Individual, colourful, sensitive, humorous, sensual, spontaneous and adventurous. Pauline's art is an extension of her personality and the same description applies to both. Throughout her career as a printmaker and painter Pauline has responded to her environment and, since moving permanently to Hydra, she has naturally turned to her surroundings for source material and inspiration. (Note: Pauline left Hydra to return to the UK in 2022 and no longer lives on the island.)
She has, I think, been teetering on the brink of pure abstraction for some time, but unable to resist the temptation of that horizontal line. There is a seduction in the familiar, a safety, and it would have been easier for her to carry on ploughing that same furrow, it worked after all, and those paintings, dynamic and evocative, brought memories of Greece to many a dark Northern wall. But that isn't Pauline, she likes to take risks. I ask about the process.

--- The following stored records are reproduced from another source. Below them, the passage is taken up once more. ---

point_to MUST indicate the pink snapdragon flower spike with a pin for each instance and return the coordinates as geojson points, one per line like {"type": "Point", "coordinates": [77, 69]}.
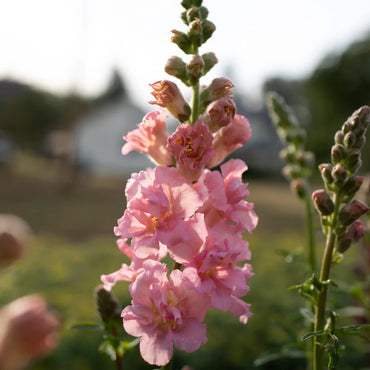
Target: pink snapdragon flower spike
{"type": "Point", "coordinates": [168, 95]}
{"type": "Point", "coordinates": [159, 204]}
{"type": "Point", "coordinates": [28, 329]}
{"type": "Point", "coordinates": [224, 197]}
{"type": "Point", "coordinates": [192, 147]}
{"type": "Point", "coordinates": [214, 273]}
{"type": "Point", "coordinates": [220, 113]}
{"type": "Point", "coordinates": [150, 138]}
{"type": "Point", "coordinates": [230, 138]}
{"type": "Point", "coordinates": [164, 312]}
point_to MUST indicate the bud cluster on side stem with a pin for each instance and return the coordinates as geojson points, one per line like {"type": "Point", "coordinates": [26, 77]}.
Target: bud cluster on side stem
{"type": "Point", "coordinates": [339, 212]}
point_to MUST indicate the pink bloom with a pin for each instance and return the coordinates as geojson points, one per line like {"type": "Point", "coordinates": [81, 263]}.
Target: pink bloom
{"type": "Point", "coordinates": [164, 313]}
{"type": "Point", "coordinates": [214, 272]}
{"type": "Point", "coordinates": [220, 113]}
{"type": "Point", "coordinates": [150, 137]}
{"type": "Point", "coordinates": [230, 138]}
{"type": "Point", "coordinates": [192, 148]}
{"type": "Point", "coordinates": [224, 197]}
{"type": "Point", "coordinates": [27, 330]}
{"type": "Point", "coordinates": [159, 204]}
{"type": "Point", "coordinates": [168, 95]}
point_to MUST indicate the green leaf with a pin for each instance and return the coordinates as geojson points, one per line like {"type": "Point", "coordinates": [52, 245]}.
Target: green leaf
{"type": "Point", "coordinates": [307, 314]}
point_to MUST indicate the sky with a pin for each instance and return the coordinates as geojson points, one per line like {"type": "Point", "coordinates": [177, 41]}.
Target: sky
{"type": "Point", "coordinates": [73, 45]}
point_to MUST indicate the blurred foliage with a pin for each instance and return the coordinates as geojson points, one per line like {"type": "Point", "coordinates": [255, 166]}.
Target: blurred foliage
{"type": "Point", "coordinates": [324, 100]}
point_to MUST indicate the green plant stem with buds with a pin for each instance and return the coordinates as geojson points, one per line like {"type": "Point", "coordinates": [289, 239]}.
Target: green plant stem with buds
{"type": "Point", "coordinates": [195, 104]}
{"type": "Point", "coordinates": [310, 250]}
{"type": "Point", "coordinates": [318, 348]}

"I start by laying down colour, I throw it on actually, mixing the paint from pure pigments myself, then moving the canvas round on the floor, not using a brush. Then at a certain point, I'll decide it's ready to go on the wall and start working with brushes or even my fingers, taking off colour with rags, very much in the way I've always worked. But the difference is that I'm just intuitively following the marks and colours, there's no idea of consciously relating it to something else. The other big change is that, whereas before I was using just three colours, now I'm working with 6 or 7".
Earlier she'd shown me the painting that had set her off down this path. It was a large square canvas evoking a cloudy sunset. But there was something new, a strand of bright red.
"I threw it on, it could have been sheer desperation - here I am doing another greyish landscape." But it was that red Cadmium Vermillion pigment, and the way she's applied it that opened the door to these new, exciting paintings, works that are not representations of the material world in a literal sense, but are very definitely of this place and this time".